It may seem as if Barack Obama has his entire party mesmerized and swooning in support, but the blue dog Democrats are proving more difficult to sway.
The caucus of conservative-minded Democrats has been reluctant to cozy up to Obama, in some cases even distancing themselves from the popular presidential candidate. Scan the group's Web site, and you won’t find a single mention of their party’s presidential nominee.
During a special House election in May, for example, campaign ads linked Mississippi’s Democrat Rep. Travis Childers to Obama as well as his controversial former pastor, Jeremiah Wright. Childers was forced to run a 30-second response ad decrying attacks “linking me to politicians I don't know and have never even met.”
Opponents in Louisiana made similar claims about Rep. Don Cazayoux, who, like Childers, was forced to establish some distance between himself and Obama.
Both Childers and Cazayoux won their House races and now are members of the Blue Dog Caucus. But both congressmen skipped the Democratic National Convention in August, where Obama accepted the party’s nomination.
“Right now, it's more important for me to be in the district, working on issues important to my constituents,” Cazayoux said at the time.
The blue dogs were formed in 1994 after Republicans swept the long-entrenched Democrats from power. They tend to be social conservatives on such issues as abortion. But their big issue is fiscal discipline: balancing the budget and reducing the federal debt.
Many in the group are from the South, and the group took its name from the old adage that southerners would vote for a yellow dog if he were on the Democratic ballot. A blue dog, they decided, was a moderate or conservative "choked blue" by the Democrats in the years leading up to 1994.

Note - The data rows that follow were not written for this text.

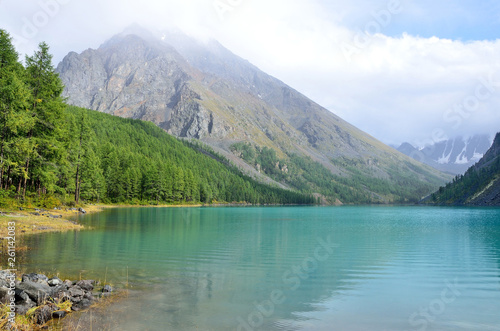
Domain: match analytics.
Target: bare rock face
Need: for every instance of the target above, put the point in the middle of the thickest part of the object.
(135, 78)
(201, 90)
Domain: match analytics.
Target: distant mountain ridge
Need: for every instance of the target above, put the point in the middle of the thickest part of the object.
(479, 186)
(454, 156)
(201, 90)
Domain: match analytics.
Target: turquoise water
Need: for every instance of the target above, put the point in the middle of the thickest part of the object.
(289, 268)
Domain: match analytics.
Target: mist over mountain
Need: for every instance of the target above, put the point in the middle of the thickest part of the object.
(200, 90)
(479, 186)
(454, 156)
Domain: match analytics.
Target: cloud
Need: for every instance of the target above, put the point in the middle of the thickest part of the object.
(396, 86)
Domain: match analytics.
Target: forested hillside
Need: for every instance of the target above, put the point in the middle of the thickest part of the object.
(480, 185)
(53, 153)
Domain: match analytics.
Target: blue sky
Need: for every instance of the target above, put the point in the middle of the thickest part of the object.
(409, 82)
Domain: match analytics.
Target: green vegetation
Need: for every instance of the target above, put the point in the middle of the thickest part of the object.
(50, 151)
(466, 188)
(360, 184)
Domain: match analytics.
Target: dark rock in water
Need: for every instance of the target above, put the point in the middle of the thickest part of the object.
(107, 289)
(4, 295)
(23, 307)
(76, 292)
(5, 275)
(83, 304)
(44, 313)
(86, 285)
(54, 281)
(35, 278)
(36, 291)
(23, 302)
(59, 314)
(4, 283)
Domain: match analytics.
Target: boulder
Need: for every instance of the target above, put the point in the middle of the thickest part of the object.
(54, 281)
(23, 302)
(59, 314)
(35, 278)
(107, 289)
(76, 292)
(36, 291)
(83, 304)
(4, 295)
(44, 313)
(86, 285)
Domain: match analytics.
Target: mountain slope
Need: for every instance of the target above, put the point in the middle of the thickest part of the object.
(454, 156)
(479, 186)
(203, 91)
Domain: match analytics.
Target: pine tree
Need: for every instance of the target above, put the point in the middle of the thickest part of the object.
(15, 118)
(48, 107)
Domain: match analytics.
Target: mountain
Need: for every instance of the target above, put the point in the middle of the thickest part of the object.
(479, 186)
(454, 156)
(200, 90)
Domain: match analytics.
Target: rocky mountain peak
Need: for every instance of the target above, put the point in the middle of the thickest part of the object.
(201, 90)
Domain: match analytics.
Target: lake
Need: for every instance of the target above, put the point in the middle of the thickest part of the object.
(288, 268)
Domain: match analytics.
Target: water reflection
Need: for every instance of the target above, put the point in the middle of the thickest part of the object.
(356, 268)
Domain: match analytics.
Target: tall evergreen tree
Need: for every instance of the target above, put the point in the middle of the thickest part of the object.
(15, 117)
(48, 107)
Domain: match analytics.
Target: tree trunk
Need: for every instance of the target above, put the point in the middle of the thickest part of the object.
(26, 177)
(77, 184)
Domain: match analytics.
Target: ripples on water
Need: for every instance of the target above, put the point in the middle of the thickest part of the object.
(388, 268)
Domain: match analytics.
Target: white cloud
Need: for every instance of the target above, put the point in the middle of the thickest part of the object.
(395, 88)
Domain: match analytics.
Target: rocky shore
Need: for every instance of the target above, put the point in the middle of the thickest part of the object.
(41, 299)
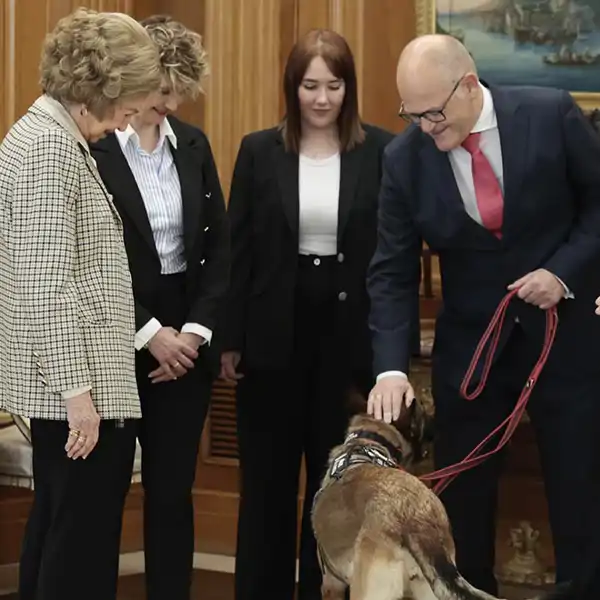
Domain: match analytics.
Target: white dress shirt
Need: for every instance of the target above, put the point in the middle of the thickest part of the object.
(319, 194)
(158, 182)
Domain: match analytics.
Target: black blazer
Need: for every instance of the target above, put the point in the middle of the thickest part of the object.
(551, 164)
(264, 212)
(206, 230)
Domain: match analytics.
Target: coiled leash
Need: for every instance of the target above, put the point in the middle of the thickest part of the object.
(446, 475)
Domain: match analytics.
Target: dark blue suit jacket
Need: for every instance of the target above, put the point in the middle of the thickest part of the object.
(551, 162)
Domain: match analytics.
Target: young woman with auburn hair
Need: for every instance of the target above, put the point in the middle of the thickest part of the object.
(302, 211)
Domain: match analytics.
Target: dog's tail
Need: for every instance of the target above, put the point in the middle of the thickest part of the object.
(443, 576)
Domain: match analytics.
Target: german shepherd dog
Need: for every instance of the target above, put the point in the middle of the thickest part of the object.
(381, 531)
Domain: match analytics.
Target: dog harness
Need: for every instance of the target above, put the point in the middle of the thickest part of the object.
(357, 454)
(365, 453)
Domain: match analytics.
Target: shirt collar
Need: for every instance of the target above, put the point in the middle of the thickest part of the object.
(487, 117)
(62, 116)
(165, 131)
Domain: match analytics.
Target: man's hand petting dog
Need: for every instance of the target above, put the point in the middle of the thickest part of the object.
(388, 396)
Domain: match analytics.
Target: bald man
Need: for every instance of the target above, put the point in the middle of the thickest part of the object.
(504, 184)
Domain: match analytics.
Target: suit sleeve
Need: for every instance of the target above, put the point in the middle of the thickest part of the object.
(214, 275)
(240, 218)
(393, 276)
(43, 242)
(582, 148)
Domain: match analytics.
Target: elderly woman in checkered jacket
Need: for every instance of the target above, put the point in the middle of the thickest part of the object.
(66, 308)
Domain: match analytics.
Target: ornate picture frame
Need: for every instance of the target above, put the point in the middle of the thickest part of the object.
(539, 42)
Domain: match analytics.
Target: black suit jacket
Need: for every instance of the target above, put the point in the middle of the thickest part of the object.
(551, 164)
(264, 212)
(206, 229)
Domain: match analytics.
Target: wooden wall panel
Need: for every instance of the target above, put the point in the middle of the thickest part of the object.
(7, 63)
(243, 38)
(23, 25)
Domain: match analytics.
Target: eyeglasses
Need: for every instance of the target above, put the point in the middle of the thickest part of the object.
(433, 115)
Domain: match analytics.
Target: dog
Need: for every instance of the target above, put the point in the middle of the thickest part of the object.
(380, 531)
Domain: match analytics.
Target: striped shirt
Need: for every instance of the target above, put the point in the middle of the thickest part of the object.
(156, 176)
(158, 182)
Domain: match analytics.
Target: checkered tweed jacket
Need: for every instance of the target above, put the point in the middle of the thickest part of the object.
(66, 301)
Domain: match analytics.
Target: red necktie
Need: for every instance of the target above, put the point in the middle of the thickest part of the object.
(487, 189)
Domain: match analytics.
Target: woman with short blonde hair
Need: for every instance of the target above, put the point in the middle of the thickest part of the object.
(66, 308)
(165, 185)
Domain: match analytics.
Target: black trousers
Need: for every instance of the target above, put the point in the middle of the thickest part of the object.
(173, 415)
(72, 539)
(564, 411)
(281, 416)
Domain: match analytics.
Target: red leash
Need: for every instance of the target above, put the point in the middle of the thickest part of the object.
(474, 458)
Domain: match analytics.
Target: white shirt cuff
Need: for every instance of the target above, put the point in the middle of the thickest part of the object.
(391, 374)
(146, 333)
(76, 392)
(204, 332)
(568, 293)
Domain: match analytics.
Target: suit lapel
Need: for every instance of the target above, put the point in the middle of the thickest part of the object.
(190, 178)
(287, 175)
(350, 170)
(93, 169)
(120, 178)
(513, 127)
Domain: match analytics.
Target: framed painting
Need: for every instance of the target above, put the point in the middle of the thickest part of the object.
(554, 43)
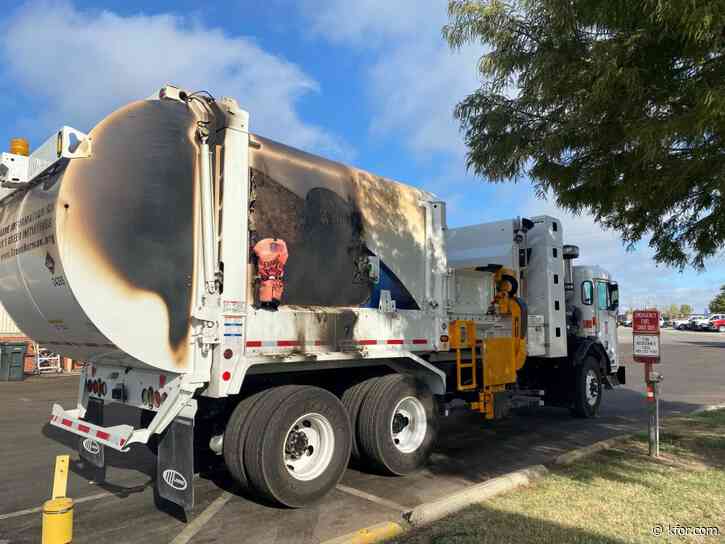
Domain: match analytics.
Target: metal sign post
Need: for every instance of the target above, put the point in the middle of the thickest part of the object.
(646, 348)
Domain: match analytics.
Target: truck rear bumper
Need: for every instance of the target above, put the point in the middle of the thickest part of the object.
(117, 437)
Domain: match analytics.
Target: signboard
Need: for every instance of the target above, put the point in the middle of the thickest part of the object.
(646, 336)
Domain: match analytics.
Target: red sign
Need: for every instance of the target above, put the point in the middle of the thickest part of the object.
(646, 322)
(646, 336)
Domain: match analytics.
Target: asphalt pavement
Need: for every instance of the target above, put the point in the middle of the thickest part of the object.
(470, 450)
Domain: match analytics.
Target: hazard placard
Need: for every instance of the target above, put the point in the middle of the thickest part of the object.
(646, 336)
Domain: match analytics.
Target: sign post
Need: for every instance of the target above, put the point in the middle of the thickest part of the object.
(646, 350)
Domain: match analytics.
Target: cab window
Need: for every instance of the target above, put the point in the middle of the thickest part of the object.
(602, 296)
(587, 293)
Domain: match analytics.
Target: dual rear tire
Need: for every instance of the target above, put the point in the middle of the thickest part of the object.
(291, 444)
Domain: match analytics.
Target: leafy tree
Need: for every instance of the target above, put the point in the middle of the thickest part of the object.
(717, 305)
(616, 107)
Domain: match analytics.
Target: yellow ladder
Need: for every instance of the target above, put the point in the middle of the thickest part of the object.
(466, 365)
(463, 336)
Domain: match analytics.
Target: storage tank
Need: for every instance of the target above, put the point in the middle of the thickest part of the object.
(97, 259)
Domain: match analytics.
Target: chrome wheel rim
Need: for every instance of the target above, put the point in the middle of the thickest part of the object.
(591, 387)
(308, 447)
(408, 425)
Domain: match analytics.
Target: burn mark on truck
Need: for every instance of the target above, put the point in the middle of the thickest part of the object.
(324, 237)
(132, 208)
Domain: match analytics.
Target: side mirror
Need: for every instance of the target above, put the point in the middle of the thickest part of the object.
(613, 297)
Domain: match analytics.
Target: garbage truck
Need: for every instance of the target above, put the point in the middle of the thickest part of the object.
(281, 312)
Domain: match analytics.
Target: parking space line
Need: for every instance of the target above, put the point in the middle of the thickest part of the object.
(37, 509)
(202, 519)
(373, 498)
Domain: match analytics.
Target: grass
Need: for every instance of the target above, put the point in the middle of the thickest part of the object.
(616, 496)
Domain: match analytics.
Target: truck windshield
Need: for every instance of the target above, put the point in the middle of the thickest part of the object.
(602, 296)
(587, 292)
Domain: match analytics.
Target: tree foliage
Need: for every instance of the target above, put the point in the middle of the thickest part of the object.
(717, 305)
(617, 107)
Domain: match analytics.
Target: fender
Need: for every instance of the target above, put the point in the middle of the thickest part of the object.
(581, 347)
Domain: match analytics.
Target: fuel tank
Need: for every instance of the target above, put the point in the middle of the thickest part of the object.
(97, 258)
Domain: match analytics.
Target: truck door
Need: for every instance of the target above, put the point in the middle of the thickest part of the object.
(606, 317)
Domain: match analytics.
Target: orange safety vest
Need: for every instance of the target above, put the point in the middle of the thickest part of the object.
(271, 257)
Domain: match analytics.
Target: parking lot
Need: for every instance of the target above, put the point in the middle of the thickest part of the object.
(470, 450)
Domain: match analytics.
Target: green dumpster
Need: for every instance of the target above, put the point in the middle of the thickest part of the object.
(12, 361)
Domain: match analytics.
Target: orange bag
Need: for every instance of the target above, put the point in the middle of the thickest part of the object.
(271, 257)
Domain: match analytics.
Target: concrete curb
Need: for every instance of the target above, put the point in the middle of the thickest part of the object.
(429, 512)
(432, 511)
(370, 535)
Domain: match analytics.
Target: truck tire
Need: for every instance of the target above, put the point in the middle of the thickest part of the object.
(352, 400)
(298, 445)
(398, 424)
(588, 388)
(235, 436)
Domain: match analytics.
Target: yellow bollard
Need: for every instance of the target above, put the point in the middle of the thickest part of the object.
(58, 511)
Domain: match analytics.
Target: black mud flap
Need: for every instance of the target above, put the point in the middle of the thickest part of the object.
(91, 450)
(175, 463)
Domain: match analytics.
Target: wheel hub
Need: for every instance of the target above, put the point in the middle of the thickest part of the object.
(297, 444)
(309, 447)
(400, 422)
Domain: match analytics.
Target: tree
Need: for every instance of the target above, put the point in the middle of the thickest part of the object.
(717, 305)
(616, 107)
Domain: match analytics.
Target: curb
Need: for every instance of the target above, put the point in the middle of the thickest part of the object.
(432, 511)
(370, 535)
(573, 456)
(429, 512)
(708, 408)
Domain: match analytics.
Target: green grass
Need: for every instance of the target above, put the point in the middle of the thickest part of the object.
(616, 496)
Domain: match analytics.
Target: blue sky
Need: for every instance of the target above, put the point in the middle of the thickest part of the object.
(368, 82)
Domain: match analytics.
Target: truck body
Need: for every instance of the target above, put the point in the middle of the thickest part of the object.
(136, 248)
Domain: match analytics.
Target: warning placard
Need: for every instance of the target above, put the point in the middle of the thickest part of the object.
(646, 336)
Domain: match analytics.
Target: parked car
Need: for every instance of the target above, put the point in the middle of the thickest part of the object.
(716, 323)
(699, 323)
(681, 324)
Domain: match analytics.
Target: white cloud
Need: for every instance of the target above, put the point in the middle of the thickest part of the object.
(642, 282)
(415, 80)
(85, 64)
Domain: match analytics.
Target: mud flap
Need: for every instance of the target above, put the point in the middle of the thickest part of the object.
(91, 450)
(175, 463)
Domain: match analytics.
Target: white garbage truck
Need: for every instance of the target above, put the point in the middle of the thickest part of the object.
(279, 310)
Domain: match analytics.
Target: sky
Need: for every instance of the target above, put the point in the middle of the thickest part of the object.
(369, 82)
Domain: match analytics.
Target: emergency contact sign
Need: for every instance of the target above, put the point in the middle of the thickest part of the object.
(646, 336)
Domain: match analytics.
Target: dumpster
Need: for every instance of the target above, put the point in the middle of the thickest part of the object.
(12, 359)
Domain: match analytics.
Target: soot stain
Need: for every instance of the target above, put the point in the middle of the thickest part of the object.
(137, 197)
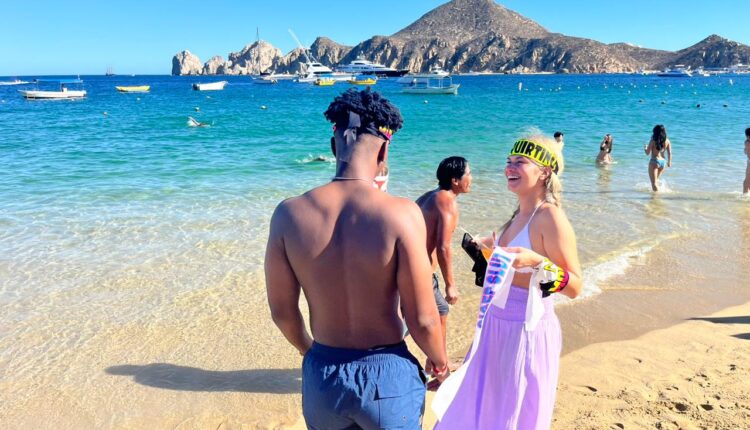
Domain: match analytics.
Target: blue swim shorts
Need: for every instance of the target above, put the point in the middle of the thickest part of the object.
(379, 388)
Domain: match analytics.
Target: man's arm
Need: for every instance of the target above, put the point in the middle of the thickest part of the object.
(415, 287)
(282, 286)
(447, 219)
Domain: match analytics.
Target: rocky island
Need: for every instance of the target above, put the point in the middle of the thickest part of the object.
(473, 35)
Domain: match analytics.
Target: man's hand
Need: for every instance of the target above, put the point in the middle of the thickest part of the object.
(451, 294)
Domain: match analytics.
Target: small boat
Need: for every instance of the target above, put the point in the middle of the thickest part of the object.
(678, 71)
(431, 85)
(435, 72)
(14, 82)
(62, 93)
(364, 67)
(324, 82)
(265, 80)
(192, 122)
(210, 86)
(134, 89)
(363, 80)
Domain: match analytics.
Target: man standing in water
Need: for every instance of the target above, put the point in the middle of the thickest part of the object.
(440, 210)
(354, 250)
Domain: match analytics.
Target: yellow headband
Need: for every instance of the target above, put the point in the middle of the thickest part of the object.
(537, 152)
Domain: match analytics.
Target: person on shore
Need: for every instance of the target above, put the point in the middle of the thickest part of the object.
(440, 210)
(605, 150)
(510, 381)
(354, 251)
(559, 137)
(746, 184)
(657, 147)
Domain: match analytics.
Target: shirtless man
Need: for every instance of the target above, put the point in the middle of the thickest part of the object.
(354, 250)
(440, 210)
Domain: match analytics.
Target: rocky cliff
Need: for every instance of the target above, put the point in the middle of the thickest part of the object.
(185, 63)
(477, 35)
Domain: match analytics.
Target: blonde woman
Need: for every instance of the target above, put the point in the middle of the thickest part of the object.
(656, 148)
(605, 150)
(511, 380)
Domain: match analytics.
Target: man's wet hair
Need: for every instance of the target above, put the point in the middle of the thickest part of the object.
(449, 169)
(369, 105)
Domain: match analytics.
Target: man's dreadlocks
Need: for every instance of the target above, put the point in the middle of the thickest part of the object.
(370, 106)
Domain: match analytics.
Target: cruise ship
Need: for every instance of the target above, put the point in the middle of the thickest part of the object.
(360, 66)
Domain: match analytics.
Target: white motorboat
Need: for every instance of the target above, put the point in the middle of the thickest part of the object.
(678, 71)
(14, 82)
(265, 80)
(314, 70)
(360, 66)
(210, 86)
(63, 92)
(435, 72)
(431, 85)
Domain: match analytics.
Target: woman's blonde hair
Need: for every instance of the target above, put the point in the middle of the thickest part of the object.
(553, 193)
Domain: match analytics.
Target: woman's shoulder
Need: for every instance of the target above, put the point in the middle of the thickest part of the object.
(549, 212)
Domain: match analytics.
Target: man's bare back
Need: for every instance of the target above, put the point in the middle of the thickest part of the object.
(343, 241)
(437, 206)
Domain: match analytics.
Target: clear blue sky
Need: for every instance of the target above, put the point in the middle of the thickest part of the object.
(138, 36)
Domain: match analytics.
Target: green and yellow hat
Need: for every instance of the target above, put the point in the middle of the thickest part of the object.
(536, 151)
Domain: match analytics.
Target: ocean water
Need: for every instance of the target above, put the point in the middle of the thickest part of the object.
(114, 212)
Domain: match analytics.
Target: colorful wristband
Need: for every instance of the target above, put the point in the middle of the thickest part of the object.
(552, 278)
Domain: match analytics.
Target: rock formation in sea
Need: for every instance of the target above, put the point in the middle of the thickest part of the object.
(185, 63)
(480, 36)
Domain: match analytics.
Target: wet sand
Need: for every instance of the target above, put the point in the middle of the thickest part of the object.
(218, 362)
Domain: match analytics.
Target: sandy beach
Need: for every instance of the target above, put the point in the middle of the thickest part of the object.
(689, 376)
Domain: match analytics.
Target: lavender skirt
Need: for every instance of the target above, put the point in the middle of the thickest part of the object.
(512, 380)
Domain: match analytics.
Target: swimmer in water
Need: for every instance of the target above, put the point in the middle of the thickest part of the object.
(192, 122)
(605, 150)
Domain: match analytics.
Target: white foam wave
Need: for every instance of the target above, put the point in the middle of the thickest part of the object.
(602, 271)
(317, 158)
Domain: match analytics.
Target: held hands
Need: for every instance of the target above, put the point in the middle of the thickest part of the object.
(439, 375)
(451, 294)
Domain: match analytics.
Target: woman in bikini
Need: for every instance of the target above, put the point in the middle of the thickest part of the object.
(657, 146)
(511, 380)
(605, 150)
(746, 184)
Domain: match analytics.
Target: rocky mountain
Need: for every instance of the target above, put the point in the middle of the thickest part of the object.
(713, 51)
(460, 21)
(476, 35)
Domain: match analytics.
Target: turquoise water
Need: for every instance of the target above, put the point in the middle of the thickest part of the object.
(131, 238)
(118, 180)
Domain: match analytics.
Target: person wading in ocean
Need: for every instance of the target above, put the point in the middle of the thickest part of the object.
(440, 210)
(354, 250)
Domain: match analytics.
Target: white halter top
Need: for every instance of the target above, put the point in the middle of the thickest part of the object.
(522, 239)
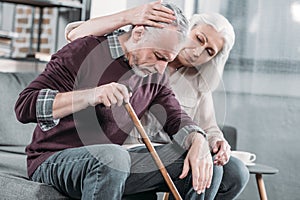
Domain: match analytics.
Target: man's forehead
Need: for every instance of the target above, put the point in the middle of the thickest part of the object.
(167, 40)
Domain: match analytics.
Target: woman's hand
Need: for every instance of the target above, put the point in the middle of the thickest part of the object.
(149, 14)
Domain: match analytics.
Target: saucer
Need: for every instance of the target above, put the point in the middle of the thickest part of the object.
(249, 164)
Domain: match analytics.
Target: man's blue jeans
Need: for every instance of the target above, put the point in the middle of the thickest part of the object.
(108, 171)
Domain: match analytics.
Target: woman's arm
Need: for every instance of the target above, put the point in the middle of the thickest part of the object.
(148, 14)
(205, 117)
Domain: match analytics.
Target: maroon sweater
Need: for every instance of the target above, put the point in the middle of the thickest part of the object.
(87, 63)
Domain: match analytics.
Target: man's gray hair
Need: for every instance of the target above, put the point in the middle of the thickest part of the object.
(180, 23)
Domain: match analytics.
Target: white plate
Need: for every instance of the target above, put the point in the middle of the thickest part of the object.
(249, 164)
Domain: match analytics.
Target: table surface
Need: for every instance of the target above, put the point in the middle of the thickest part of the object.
(262, 169)
(46, 3)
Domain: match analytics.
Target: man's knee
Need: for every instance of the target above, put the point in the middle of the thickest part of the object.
(241, 175)
(112, 156)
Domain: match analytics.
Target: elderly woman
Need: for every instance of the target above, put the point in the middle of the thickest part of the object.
(193, 75)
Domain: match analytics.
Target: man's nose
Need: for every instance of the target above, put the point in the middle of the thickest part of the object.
(160, 66)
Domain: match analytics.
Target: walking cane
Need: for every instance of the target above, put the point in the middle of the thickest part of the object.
(152, 151)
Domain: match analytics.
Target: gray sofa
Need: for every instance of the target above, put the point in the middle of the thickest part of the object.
(14, 136)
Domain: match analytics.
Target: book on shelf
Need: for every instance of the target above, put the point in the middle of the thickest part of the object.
(8, 34)
(5, 46)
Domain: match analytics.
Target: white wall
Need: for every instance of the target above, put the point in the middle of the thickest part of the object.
(104, 7)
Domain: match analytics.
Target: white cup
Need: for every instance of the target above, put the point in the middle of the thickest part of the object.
(246, 157)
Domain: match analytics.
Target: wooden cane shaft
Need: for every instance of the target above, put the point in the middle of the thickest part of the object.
(152, 151)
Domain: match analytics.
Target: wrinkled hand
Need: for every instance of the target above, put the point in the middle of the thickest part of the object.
(200, 161)
(109, 95)
(149, 14)
(222, 150)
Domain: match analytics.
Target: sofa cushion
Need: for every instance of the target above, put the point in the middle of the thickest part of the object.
(13, 132)
(13, 187)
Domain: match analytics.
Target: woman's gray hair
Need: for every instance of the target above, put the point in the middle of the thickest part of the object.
(211, 72)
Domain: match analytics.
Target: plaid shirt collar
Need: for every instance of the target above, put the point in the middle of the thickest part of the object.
(115, 47)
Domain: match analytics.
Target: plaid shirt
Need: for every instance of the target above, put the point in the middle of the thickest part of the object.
(46, 97)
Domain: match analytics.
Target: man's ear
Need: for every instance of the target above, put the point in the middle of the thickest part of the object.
(137, 33)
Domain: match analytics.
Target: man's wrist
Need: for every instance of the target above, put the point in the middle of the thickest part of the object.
(195, 137)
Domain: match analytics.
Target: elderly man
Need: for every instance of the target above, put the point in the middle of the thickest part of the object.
(76, 144)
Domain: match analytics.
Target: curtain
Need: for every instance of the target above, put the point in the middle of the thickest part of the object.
(261, 82)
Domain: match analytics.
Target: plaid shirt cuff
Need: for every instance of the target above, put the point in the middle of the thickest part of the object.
(44, 109)
(181, 136)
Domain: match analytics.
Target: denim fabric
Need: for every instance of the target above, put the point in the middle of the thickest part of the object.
(145, 176)
(102, 172)
(235, 178)
(87, 173)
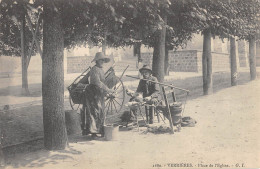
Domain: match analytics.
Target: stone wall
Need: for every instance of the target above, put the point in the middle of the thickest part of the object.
(78, 64)
(191, 61)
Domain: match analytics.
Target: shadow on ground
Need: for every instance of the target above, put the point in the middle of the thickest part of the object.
(18, 156)
(34, 123)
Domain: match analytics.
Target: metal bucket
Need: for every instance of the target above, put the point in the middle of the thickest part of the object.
(111, 132)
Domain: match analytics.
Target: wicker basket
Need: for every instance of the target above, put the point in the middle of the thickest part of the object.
(77, 93)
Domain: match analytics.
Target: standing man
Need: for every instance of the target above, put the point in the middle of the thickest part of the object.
(149, 90)
(95, 97)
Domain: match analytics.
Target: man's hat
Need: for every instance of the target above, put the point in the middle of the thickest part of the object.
(101, 55)
(145, 67)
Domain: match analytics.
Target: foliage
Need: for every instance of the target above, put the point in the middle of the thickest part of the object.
(11, 16)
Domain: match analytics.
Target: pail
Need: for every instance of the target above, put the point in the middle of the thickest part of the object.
(111, 132)
(176, 114)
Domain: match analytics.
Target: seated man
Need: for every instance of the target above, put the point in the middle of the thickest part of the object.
(149, 90)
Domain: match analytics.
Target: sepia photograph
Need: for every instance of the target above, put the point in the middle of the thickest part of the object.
(129, 84)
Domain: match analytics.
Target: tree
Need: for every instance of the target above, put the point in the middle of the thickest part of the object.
(15, 34)
(233, 62)
(249, 11)
(55, 135)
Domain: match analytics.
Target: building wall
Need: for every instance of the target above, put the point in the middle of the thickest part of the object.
(191, 61)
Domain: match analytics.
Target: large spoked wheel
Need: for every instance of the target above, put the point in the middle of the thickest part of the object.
(114, 102)
(75, 106)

Despite keeping Obama at arm’s length, at least publicly, most of the blue dogs say they are counting on a Democratic victory in November, and many in the caucus expect to be a key part of Obama’s inner circle of advisers if he wins.
This month, Obama reached out to several blue dog leaders, including Rep. Allen Boyd, a farmer from the rural Florida Panhandle, to discuss the $700 billion bailout package. Jason Furman, Obama’s chief economic policy adviser, has held his own extensive talks with blue dog Democrats. Furman told The Washington Post that Obama would seek to establish “a government unified around the concept of fiscal discipline and centered around the pay-go rule” that blue dog Democrats embrace. “Insisting on paying for things will lead to better economic policy.”
The House has 49 blue dogs — about 20 percent of the Democratic Caucus — who are expected to make big gains in the 111th Congress in districts once considered Republican strongholds. But the group’s main reason for being — playing a pivotal role in shaping fiscally responsible policy and passing a balanced budget on Capitol Hill — requires them to put aside partisanship and work closely with the White House. Especially if a Democrat is living there.
“We’re all Democrats first,” blue dog Co-Chairman Rep. Mike Ross of Arkansas told Newsmax. “But we’re also blue dog members who are very independent minded. And we don’t always toe the party line. We look at the issue and whether it makes sense for the people we represent. The issues we care about are the issues the Democratic Party care about, and that’s why we’re Democrats.”
It’s still unclear what might happen after a Democratic victory in November, however. Will Obama be able to unite his increasingly diverse party behind a common agenda to tackle the economic crisis and try to balance the budget? Or will the party’s various power bases, riven by eight years in the political wilderness under President Bush, fracture and frustrate voters who have been demanding sweeping change?
Such concerns were on display Oct. 1, when Obama made a Senate floor speech shortly before the bailout vote on the virtues of fiscal discipline. “Runaway spending and record deficits are not how families run their budgets, and it can't be how Washington handles people's tax dollars," Obama said. "It's time to return to the fiscal responsibility we had in the 1990s. We need to go through the budget, get rid of programs that don't work, and make the ones we do need work better and cost less. With less money flowing into the Treasury, some useful programs or policies might need to be delayed in the years ahead.”
Blue dogs, in the moment at least, applauded Obama’s remarks as a sign that he’s willing to work closely with the caucus next year.
“It will be a very important relationship if [Obama] wants to move his agenda,” Ross said. “We’re 49 members strong and we’re likely to grow by several in the 111th session. We’ve got the votes that can make a difference. And he recognizes that.”